A pouco satisfatória situação que aconteceu na PowerStage do Rali da Suécia quando Ogier usou o regulamento para aumentar os seus pontos no Mundial, para desagrado dos promotores do WRC, que viram as suas atividades promocionais da PowerStage serem ameaçadas.
A mesma situação aconteceu no México, desta vez com um ‘volte-face’. Quando Tanak e Neuville se deixaram ficar para trás para rodar atrás do líder do rali, (Ogier), a WRC TV não mostrou as suas imagens dos carros no troço.
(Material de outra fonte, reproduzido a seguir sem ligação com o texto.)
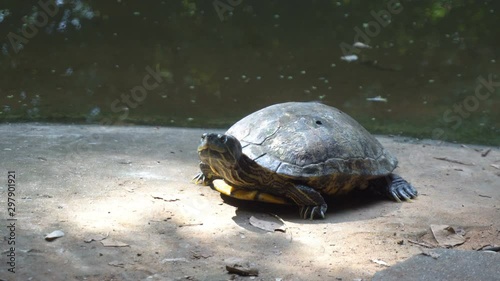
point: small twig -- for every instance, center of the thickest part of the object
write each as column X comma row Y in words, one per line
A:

Pelos vistos, a ‘luta’ entre o ‘desporto’ e a interferência comercial parece que vai continuar.
Mas a FIA não vai ficar quieta e está prestes a fazer alterações nos regulamentos das PowerStage de modo a acabar com a ‘festa’, sendo certo que, do lado das equipas, enquanto as regras não forem mudadas, pdoemos esperar novas táticas, todas as que os regulamentos permitirem, pois a questão só será discutida na comissão WRC em maio, para ser votada depois no Conselho Mundial.